Experimental and Computational Approaches to Control Mammalian Cell Proliferation, Protein Production, and Post-translational Modifications

Therapeutic antibodies, with their high specificity and flexibility, are responsible for treating many acute and chronic diseases. In particular, monoclonal antibodies remain the largest sector in sales and market growth in the biotechnology industry. The production of antibody biologics involves a rigorous pipeline of target identification, cell line development, upstream processing, downstream processing, and product formulation - each facing its unique challenges.

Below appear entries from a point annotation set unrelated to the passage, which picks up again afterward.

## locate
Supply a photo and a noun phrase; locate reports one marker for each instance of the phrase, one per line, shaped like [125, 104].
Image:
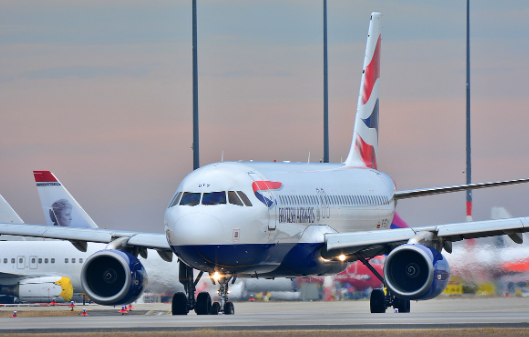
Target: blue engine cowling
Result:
[416, 272]
[113, 277]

Specifically, in the upstream sector, two main characteristics critically define the production cost and quality of the antibodies made: antibody titer, or the total amount of protein harvestable, and protein critical quality attributes (CQAs). The first determines the batch consistency and cost of delivery, while the latter determines the safety and efficacy of the antibody product. In this thesis, we used a small molecule, rosmarinic acid, which significantly improved cellular proliferation as a model to study pathway stimulations to enhance antibody production. In addition, through a combination of media supplementation and process variation strategies, we improved antibody production maximally threefold without compromising either cellular-specific productivity or glycosylation attributes.

In addition, to meet market demands and deliver safe and potent therapeutics in time, both high production and quality standards must be met. This requires parallel screening and development of clonal cells and optimal cell growth conditions at the bench scale before manufacturing. The complexity of cellular pathways and the different post-translational needs of products have created significant challenges for rational process design strategies. Importantly, with a rising interest in developing redox and endoplasmic reticulum (ER) stress biosensors to unravel and control cellular behavior for protein production runs, reports of varied cellular stress effects on cell growth and protein production convolute understanding; and determination of the effect of cellular stress on antibody quality is still deficient. In the second part of the thesis, we address this unique yet complicated problem by identifying representative oxidative and ER stressors combined with design-of-experiment (DOE)-guided experimentation to implement a high-dimensional space accommodating different degrees of cellular stress to study their impacts on the cell culture process and protein quality. We also develop a high- throughput assay platform to detect both absolute and relative glycosylation simultaneously and examine how these attributes may be controlled via hybrid modeling to interface with rapid digitization in the bioprocessing industry. Further, in the third part of my thesis, I use small molecules and empirical models to actively control antibody glycosylation, one of the most important CQAs, and discuss how the implementation of process analytical tools for glycosylation may benefit the overall control process.

In the last part of this thesis, we explore protein quality control in the ER and nucleus in a protein misfolding disease driven by tau protein. Tau protein aggregation drives the onset and progression of Alzheimer’s disease, the 6th leading cause of death in the United States reported in 2021. While tau protein commonly localizes in the cytosol, under pathological conditions it has been reported to associate with the nucleus and endoplasmic reticulum. Here, we use protein localization motifs to reroute tau localization to study its expression and phosphorylation characteristics in the ER and nucleus. Finally, possible mechanisms driven by the tau variant P301L, a common mutation in Alzheimer’s disease, will be discussed through an omics analysis of miRNA sequencing from exosomes derived from wildtype and P301L tau variants in neuronal cells.